My actual worries is that arguments passed in args, especially if they are associated with the multiprocessing module may be transformed around fork() to avoid whatever problems.

Python 3.6.5


Solution

  • For anything other than the fork start method, both the target and the arguments are sent to the worker processes using pickling, when Process.start() is called. For the fork method, the child process is forked at the same point, so when Process.start() is called.

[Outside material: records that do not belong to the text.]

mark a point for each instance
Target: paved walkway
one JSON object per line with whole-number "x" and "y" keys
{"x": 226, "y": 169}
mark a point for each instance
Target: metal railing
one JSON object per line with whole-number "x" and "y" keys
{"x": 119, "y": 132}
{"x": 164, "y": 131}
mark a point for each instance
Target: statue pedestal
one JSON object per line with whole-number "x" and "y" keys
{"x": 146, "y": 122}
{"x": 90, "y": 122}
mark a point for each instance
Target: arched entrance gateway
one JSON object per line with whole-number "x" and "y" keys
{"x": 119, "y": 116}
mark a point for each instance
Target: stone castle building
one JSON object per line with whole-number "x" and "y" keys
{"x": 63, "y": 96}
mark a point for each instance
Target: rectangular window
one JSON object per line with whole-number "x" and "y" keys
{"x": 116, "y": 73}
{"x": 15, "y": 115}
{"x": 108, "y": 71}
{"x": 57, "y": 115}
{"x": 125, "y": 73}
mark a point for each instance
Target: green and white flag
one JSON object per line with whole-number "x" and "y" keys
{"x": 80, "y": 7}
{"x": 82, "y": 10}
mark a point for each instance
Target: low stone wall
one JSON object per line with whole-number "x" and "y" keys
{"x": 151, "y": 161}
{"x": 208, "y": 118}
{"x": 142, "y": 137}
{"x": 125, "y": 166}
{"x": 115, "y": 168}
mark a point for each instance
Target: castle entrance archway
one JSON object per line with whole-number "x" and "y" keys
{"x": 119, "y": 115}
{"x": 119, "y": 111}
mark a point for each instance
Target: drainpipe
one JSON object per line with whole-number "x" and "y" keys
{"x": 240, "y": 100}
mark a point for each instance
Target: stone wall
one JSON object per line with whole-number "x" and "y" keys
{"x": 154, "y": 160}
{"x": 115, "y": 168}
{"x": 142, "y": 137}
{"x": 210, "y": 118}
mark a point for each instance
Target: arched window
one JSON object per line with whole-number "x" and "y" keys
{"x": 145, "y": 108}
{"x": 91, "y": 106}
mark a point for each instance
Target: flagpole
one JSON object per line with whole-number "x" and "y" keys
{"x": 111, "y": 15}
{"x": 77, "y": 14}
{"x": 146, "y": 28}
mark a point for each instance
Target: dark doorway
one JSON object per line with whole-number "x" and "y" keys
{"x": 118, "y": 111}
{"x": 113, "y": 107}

    So when you don't use the fork start method, what you need to worry about is if your data can be pickled. When that is the case then there is no reason to avoid using a class instance and self; the whole instance is pickled as self.target is a method that includes a reference to the instance:

    >>> class C:
    ...     def __init__(self):
    ...         self.v = 'bla'
    ...     def worker(self):
    ...         print(self.v)
    ...
    >>> c = C()
    >>> data = pickle.dumps(c.worker)
    >>> pickletools.dis(data)
        0: \x80 PROTO      4
        2: \x95 FRAME      71
       11: \x8c SHORT_BINUNICODE 'builtins'
       21: \x94 MEMOIZE    (as 0)
       22: \x8c SHORT_BINUNICODE 'getattr'
       31: \x94 MEMOIZE    (as 1)
       32: \x93 STACK_GLOBAL
       33: \x94 MEMOIZE    (as 2)
       34: \x8c SHORT_BINUNICODE '__main__'
       44: \x94 MEMOIZE    (as 3)
       45: \x8c SHORT_BINUNICODE 'C'
       48: \x94 MEMOIZE    (as 4)
       49: \x93 STACK_GLOBAL
       50: \x94 MEMOIZE    (as 5)
       51: )    EMPTY_TUPLE
       52: \x81 NEWOBJ
       53: \x94 MEMOIZE    (as 6)
       54: }    EMPTY_DICT
       55: \x94 MEMOIZE    (as 7)
       56: \x8c SHORT_BINUNICODE 'v'
       59: \x94 MEMOIZE    (as 8)
       60: \x8c SHORT_BINUNICODE 'bla'
       65: \x94 MEMOIZE    (as 9)
       66: s    SETITEM
       67: b    BUILD
       68: \x8c SHORT_BINUNICODE 'worker'
       76: \x94 MEMOIZE    (as 10)
       77: \x86 TUPLE2
       78: \x94 MEMOIZE    (as 11)
       79: R    REDUCE
       80: \x94 MEMOIZE    (as 12)
       81: .    STOP
    highest protocol among opcodes = 4
    

    In the above stream you can clearly see v, 'blah' and worker named.

    If you do use the fork start method, then the child process simply has full access to everything that was in memory in the parent process; self is still referencing the same object you had before forking. Your OS takes care of the details there, such as ensuring that file descriptors are independent, and that the child process gets a copy of the memory blocks that are being altered.

    Either way, further changes you make to the instance won't be visible to the parent process, unless you explicitly use data structures designed to be shared.